Mi papá habla y nos vamos moviendo, bajo el paraguas primero, luego por la casa, refugiados de la lluvia, mientras prepara el mate. No intento responderle, ni hacerle comentarios. No va a escuchar nada de lo que le diga, no sólo porque es sordo, sino porque con lo que él dice, le basta. Habla como un loco, pero lleva años diciendo lo mismo, y tiene razón. Lee artículos sobre los recursos naturales, el cambio climático. Me saca fotocopias de algunos y me los da todos juntos cuando voy. Yo no los leo. Pero escribo la historia de un hombre que sobrevive a una inundación. Es un hombre que se parece un poco a mi padre. Recorre su pueblo a pie, todos los días. Había olvidado que mi padre hace lo mismo, pero en su auto. Se sube y da vueltas. Siempre por los mismos lugares. A veces, cuando era chica, me llevaba con él. Cuando terminábamos de almorzar y volvíamos, siempre daba un rodeo para hacer su recorrido. Yo pensaba que buscaba a alguien, que pasaba por la casa de alguna mujer, de algún amigo. Él agarraba la avenida casi desde el principio hasta Comandante Escribano, giraba a la izquierda, hacía una cuadra más y volvía por Tedín hasta 25 de Mayo. Bajaba por ahí hasta pasar la casa de mi abuela, y retomaba el camino que había estado haciendo. Cuando yo me impacientaba y le decía que no diera vueltas de más, me pedía por favor, con cariño, pero nervioso. Achicaba la vuelta, que recorría la avenida sólo hasta Borges. Varias veces le pregunté qué hacía, a quién buscaba. Él me daba siempre respuestas distintas: me habló de un amigo que se había mudado, del inquilino que le debía plata, de una novia que había tenido hace tiempo, de la casa de su mamá. No sé por qué, pero una vez me contó lo que hacía: justo en el techo de la casa de al lado del kiosco de Oscarcito, en la esquina de Borges y la avenida, había una veleta que, según él, era la más precisa de todo el pueblo: estaba alta, bien colocada y no había árboles ni edificios que interfirieran en la medición. Mi papá pasaba varias veces por día a ver si cambiaba el viento.

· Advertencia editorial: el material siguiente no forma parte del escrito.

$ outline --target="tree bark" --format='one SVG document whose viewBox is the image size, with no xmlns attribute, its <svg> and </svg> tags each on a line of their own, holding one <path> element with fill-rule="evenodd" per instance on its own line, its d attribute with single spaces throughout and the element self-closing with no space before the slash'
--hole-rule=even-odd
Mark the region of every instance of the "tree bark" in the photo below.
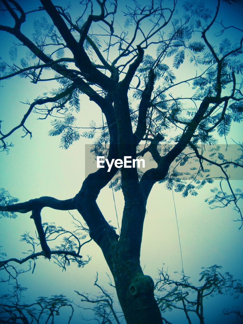
<svg viewBox="0 0 243 324">
<path fill-rule="evenodd" d="M 153 281 L 144 274 L 139 261 L 124 260 L 115 266 L 117 293 L 127 324 L 162 324 Z"/>
</svg>

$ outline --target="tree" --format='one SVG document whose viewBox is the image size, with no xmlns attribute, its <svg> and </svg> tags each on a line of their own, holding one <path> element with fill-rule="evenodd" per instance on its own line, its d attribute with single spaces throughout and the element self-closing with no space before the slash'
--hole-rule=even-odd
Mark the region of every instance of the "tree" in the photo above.
<svg viewBox="0 0 243 324">
<path fill-rule="evenodd" d="M 220 187 L 212 190 L 214 196 L 208 202 L 213 207 L 233 204 L 242 226 L 238 201 L 242 194 L 240 190 L 233 190 L 228 172 L 232 167 L 242 167 L 242 145 L 239 143 L 241 153 L 234 160 L 232 156 L 228 158 L 223 154 L 217 146 L 211 149 L 208 157 L 205 146 L 215 144 L 217 137 L 226 139 L 231 123 L 242 120 L 242 64 L 239 58 L 242 31 L 225 26 L 222 22 L 217 25 L 219 37 L 224 36 L 229 29 L 235 32 L 237 39 L 233 45 L 224 38 L 215 46 L 210 34 L 215 32 L 224 3 L 232 5 L 237 2 L 218 0 L 211 14 L 202 4 L 187 2 L 183 7 L 178 6 L 178 14 L 175 1 L 166 6 L 160 1 L 144 5 L 134 1 L 126 7 L 124 29 L 121 33 L 115 17 L 122 8 L 116 1 L 82 1 L 79 10 L 83 11 L 77 17 L 69 13 L 69 6 L 55 5 L 50 0 L 40 2 L 40 6 L 28 11 L 15 0 L 2 0 L 2 11 L 8 16 L 0 30 L 13 35 L 28 52 L 25 58 L 18 61 L 19 44 L 11 48 L 12 63 L 2 61 L 0 79 L 18 75 L 35 84 L 54 80 L 59 85 L 48 95 L 45 93 L 31 103 L 28 102 L 28 110 L 17 126 L 5 133 L 1 130 L 2 150 L 8 152 L 12 144 L 6 139 L 19 128 L 23 129 L 24 136 L 31 137 L 31 131 L 25 123 L 35 112 L 41 114 L 40 119 L 54 117 L 50 135 L 61 135 L 63 148 L 68 148 L 80 135 L 94 138 L 94 155 L 102 153 L 110 164 L 112 159 L 123 160 L 125 156 L 136 159 L 149 154 L 156 166 L 143 173 L 136 167 L 122 168 L 118 172 L 113 165 L 108 172 L 106 163 L 104 168 L 89 174 L 75 197 L 65 200 L 43 196 L 18 203 L 3 191 L 2 215 L 14 217 L 16 213 L 31 212 L 42 250 L 35 253 L 35 244 L 27 233 L 23 238 L 32 245 L 32 253 L 23 260 L 1 261 L 1 267 L 6 270 L 13 266 L 9 265 L 12 262 L 22 263 L 40 256 L 50 259 L 54 255 L 56 260 L 59 255 L 62 266 L 70 260 L 82 265 L 81 245 L 75 232 L 53 230 L 49 224 L 42 224 L 41 219 L 45 207 L 76 210 L 86 223 L 91 239 L 102 251 L 127 323 L 161 323 L 153 281 L 144 274 L 140 263 L 146 204 L 155 184 L 166 182 L 168 189 L 174 187 L 184 197 L 189 193 L 196 195 L 206 183 L 219 178 L 210 176 L 205 166 L 217 167 L 221 172 Z M 23 31 L 25 24 L 39 12 L 45 15 L 34 20 L 34 32 L 27 35 Z M 149 48 L 155 50 L 156 56 L 148 53 Z M 106 57 L 102 52 L 107 53 Z M 194 64 L 195 76 L 177 82 L 169 65 L 175 70 L 181 68 L 187 54 Z M 184 83 L 195 90 L 189 97 L 179 93 Z M 89 131 L 80 134 L 74 112 L 80 110 L 83 95 L 99 107 L 106 122 L 98 127 L 93 123 Z M 145 143 L 142 149 L 138 146 L 141 142 Z M 161 142 L 164 145 L 159 145 Z M 193 159 L 197 161 L 196 168 L 191 168 L 190 172 L 181 170 Z M 228 192 L 223 189 L 225 182 Z M 110 183 L 115 190 L 121 188 L 124 196 L 119 235 L 96 202 L 100 191 Z M 70 236 L 57 250 L 52 250 L 48 243 L 50 236 L 54 233 L 58 236 L 60 232 Z M 77 242 L 77 252 L 73 239 Z"/>
</svg>

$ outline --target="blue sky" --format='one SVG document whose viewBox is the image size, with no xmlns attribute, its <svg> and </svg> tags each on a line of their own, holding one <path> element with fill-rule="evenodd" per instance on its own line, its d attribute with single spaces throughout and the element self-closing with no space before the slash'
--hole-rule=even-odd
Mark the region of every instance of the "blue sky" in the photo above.
<svg viewBox="0 0 243 324">
<path fill-rule="evenodd" d="M 232 7 L 224 5 L 222 14 L 226 24 L 233 18 L 236 25 L 240 28 L 242 7 L 242 4 Z M 229 33 L 230 37 L 234 39 L 235 36 Z M 5 45 L 1 55 L 5 58 L 14 38 L 2 32 L 0 37 Z M 194 73 L 191 66 L 186 65 L 183 68 L 185 69 L 179 72 L 181 77 L 186 70 L 189 73 Z M 17 124 L 27 109 L 20 101 L 28 99 L 31 102 L 46 92 L 46 88 L 49 90 L 55 86 L 54 84 L 43 83 L 45 84 L 36 86 L 18 77 L 1 81 L 0 119 L 4 121 L 3 132 Z M 187 91 L 186 87 L 183 91 Z M 80 100 L 81 110 L 77 116 L 79 125 L 87 126 L 91 120 L 97 124 L 101 123 L 101 114 L 98 108 L 84 96 L 82 96 Z M 21 138 L 23 134 L 19 130 L 10 139 L 15 146 L 9 154 L 1 154 L 0 187 L 9 190 L 21 202 L 43 195 L 61 199 L 73 197 L 79 191 L 84 179 L 85 145 L 91 144 L 92 140 L 81 137 L 68 150 L 62 150 L 59 147 L 59 138 L 48 135 L 51 128 L 50 121 L 37 120 L 38 117 L 32 114 L 26 123 L 27 128 L 32 132 L 31 140 L 28 136 Z M 240 124 L 234 128 L 229 136 L 230 142 L 232 136 L 237 141 L 242 140 L 241 126 Z M 242 180 L 234 180 L 233 185 L 242 188 Z M 237 214 L 230 207 L 209 209 L 204 200 L 210 195 L 211 188 L 209 185 L 204 187 L 196 197 L 185 199 L 179 193 L 175 194 L 184 270 L 195 284 L 201 267 L 215 264 L 222 266 L 222 271 L 229 272 L 235 278 L 242 279 L 242 232 L 238 230 L 237 224 L 232 221 L 237 218 Z M 119 191 L 115 195 L 121 224 L 123 204 L 122 193 Z M 103 189 L 98 202 L 106 219 L 116 226 L 110 190 L 107 187 Z M 173 276 L 174 272 L 181 271 L 181 266 L 171 192 L 167 191 L 163 184 L 155 185 L 149 196 L 147 210 L 141 251 L 142 268 L 145 267 L 145 273 L 156 278 L 157 268 L 161 268 L 164 263 Z M 77 212 L 74 212 L 74 214 L 79 217 Z M 25 231 L 34 232 L 33 222 L 30 219 L 30 216 L 29 213 L 19 214 L 16 219 L 0 220 L 1 245 L 3 246 L 3 251 L 6 252 L 9 257 L 20 258 L 21 252 L 26 250 L 25 244 L 20 242 L 19 239 Z M 67 228 L 72 226 L 71 216 L 67 212 L 45 208 L 42 216 L 43 222 L 54 222 Z M 40 295 L 63 293 L 78 304 L 78 298 L 74 291 L 95 293 L 93 284 L 97 271 L 100 284 L 108 288 L 106 273 L 109 273 L 109 270 L 99 248 L 92 242 L 85 246 L 82 254 L 92 256 L 91 261 L 83 269 L 78 269 L 72 265 L 66 272 L 62 272 L 52 262 L 38 260 L 33 275 L 28 273 L 19 278 L 21 284 L 29 288 L 26 299 L 32 300 Z M 239 300 L 231 300 L 228 296 L 206 300 L 204 308 L 207 322 L 228 323 L 228 318 L 222 315 L 222 309 L 231 303 L 232 306 L 240 305 Z M 75 315 L 77 320 L 79 312 L 78 309 Z M 175 324 L 186 322 L 184 314 L 178 314 L 176 312 L 167 313 L 165 316 Z M 89 322 L 93 324 L 92 321 Z"/>
</svg>

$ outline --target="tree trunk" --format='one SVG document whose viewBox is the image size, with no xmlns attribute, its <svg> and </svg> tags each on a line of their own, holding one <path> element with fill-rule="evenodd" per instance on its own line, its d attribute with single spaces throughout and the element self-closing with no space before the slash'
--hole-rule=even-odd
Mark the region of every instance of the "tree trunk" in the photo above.
<svg viewBox="0 0 243 324">
<path fill-rule="evenodd" d="M 143 274 L 139 262 L 124 260 L 114 265 L 117 295 L 127 324 L 162 324 L 152 278 Z"/>
</svg>

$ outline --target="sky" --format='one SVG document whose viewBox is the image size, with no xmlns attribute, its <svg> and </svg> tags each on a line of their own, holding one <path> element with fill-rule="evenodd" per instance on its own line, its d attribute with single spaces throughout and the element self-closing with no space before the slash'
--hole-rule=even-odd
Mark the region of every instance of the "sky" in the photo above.
<svg viewBox="0 0 243 324">
<path fill-rule="evenodd" d="M 21 4 L 24 3 L 21 2 Z M 28 5 L 30 6 L 29 3 Z M 236 25 L 238 24 L 240 28 L 242 4 L 237 7 L 223 8 L 224 11 L 222 13 L 226 22 L 233 18 Z M 27 30 L 27 27 L 25 28 Z M 0 37 L 5 44 L 1 55 L 6 58 L 14 39 L 2 32 Z M 189 70 L 192 69 L 191 67 L 186 65 L 183 68 L 185 70 L 179 74 L 179 78 L 180 75 L 184 76 L 186 70 L 189 74 L 194 72 L 193 69 Z M 46 88 L 49 90 L 54 86 L 43 83 L 36 86 L 17 77 L 1 81 L 0 86 L 0 119 L 4 121 L 2 125 L 3 132 L 11 129 L 21 119 L 27 107 L 20 102 L 29 100 L 31 102 L 45 92 Z M 186 88 L 184 91 L 187 91 Z M 82 96 L 80 100 L 78 125 L 88 127 L 90 121 L 94 120 L 97 124 L 101 123 L 101 115 L 98 107 L 85 96 Z M 21 138 L 23 134 L 19 130 L 10 139 L 15 146 L 9 154 L 1 153 L 0 187 L 8 190 L 20 202 L 42 196 L 52 196 L 60 199 L 71 198 L 79 191 L 84 179 L 85 145 L 91 144 L 92 140 L 81 137 L 68 150 L 62 149 L 59 147 L 59 138 L 48 136 L 48 132 L 52 128 L 50 120 L 38 120 L 38 117 L 32 114 L 26 123 L 27 128 L 32 133 L 31 140 L 28 136 Z M 228 136 L 230 142 L 232 136 L 237 141 L 242 140 L 241 126 L 240 124 L 234 127 Z M 242 188 L 242 181 L 234 180 L 232 185 L 235 188 Z M 211 195 L 212 187 L 209 185 L 204 187 L 196 197 L 183 198 L 179 193 L 174 193 L 184 271 L 195 284 L 201 267 L 214 264 L 222 266 L 223 272 L 229 272 L 235 278 L 242 279 L 242 230 L 238 231 L 238 224 L 233 221 L 237 215 L 230 207 L 211 210 L 204 202 L 205 199 Z M 124 204 L 122 194 L 118 191 L 114 195 L 121 224 Z M 106 219 L 117 226 L 111 191 L 107 187 L 102 189 L 97 202 Z M 171 277 L 176 277 L 178 275 L 174 272 L 181 271 L 181 262 L 172 192 L 167 190 L 163 184 L 156 184 L 149 196 L 146 209 L 141 252 L 142 268 L 144 268 L 145 274 L 155 279 L 158 269 L 161 269 L 164 264 Z M 77 212 L 74 211 L 73 214 L 81 218 Z M 8 257 L 21 258 L 21 252 L 27 249 L 25 243 L 19 240 L 20 235 L 25 231 L 34 233 L 33 222 L 29 219 L 30 216 L 29 213 L 19 214 L 16 219 L 0 220 L 0 245 Z M 57 226 L 72 228 L 72 219 L 67 212 L 46 208 L 42 212 L 42 218 L 43 222 L 52 222 Z M 26 302 L 33 301 L 40 296 L 63 294 L 76 304 L 80 305 L 80 298 L 74 291 L 96 293 L 93 285 L 97 272 L 99 273 L 99 283 L 110 291 L 106 275 L 107 272 L 110 273 L 110 271 L 99 248 L 92 242 L 84 246 L 81 254 L 84 257 L 91 256 L 91 261 L 82 269 L 71 265 L 65 272 L 62 272 L 52 262 L 38 260 L 33 274 L 29 272 L 19 277 L 20 284 L 28 288 Z M 4 286 L 3 291 L 7 289 Z M 222 310 L 230 305 L 239 306 L 243 304 L 243 300 L 242 298 L 233 300 L 229 296 L 209 298 L 204 302 L 206 322 L 209 324 L 234 322 L 234 316 L 230 319 L 224 316 Z M 117 300 L 116 304 L 117 305 Z M 96 322 L 92 320 L 92 315 L 90 313 L 84 312 L 84 314 L 91 320 L 89 322 L 91 324 Z M 173 311 L 164 315 L 175 324 L 187 322 L 184 313 Z M 65 323 L 67 316 L 64 313 L 58 323 Z M 80 310 L 77 309 L 73 322 L 78 321 L 83 323 L 80 316 Z"/>
</svg>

La tarde siguiente salgo con mi hija a tomar un helado, y antes de volver a la casa de mi mamá, me encuentro haciendo un rodeo con el auto, repitiendo el recorrido de mi papá, mientras le cuento a mi hija qué es lo que estoy buscando. Me siento algo ridícula cuando me escucho y me veo reduciendo la velocidad en la avenida, justo antes de pasar por el quiosco de Oscarcito. Freno en la esquina y no la encuentro. Pienso que me inventé todo el recuerdo, pero sigo haciendo el recorrido entero que hacía con mi papá en el auto. Insisto una cuadra más y doy la vuelta manzana, para volver por la otra mano de la avenida, como hacíamos cuando era chica. Conduzco despacio, un poco porque mi hija se marea en el auto, otro porque sigo buscando la veleta. Freno de golpe en la puerta del club. Y dos casas más allá del quiosco, en la mano de enfrente, veo la veleta, oxidada pero todavía funcionando.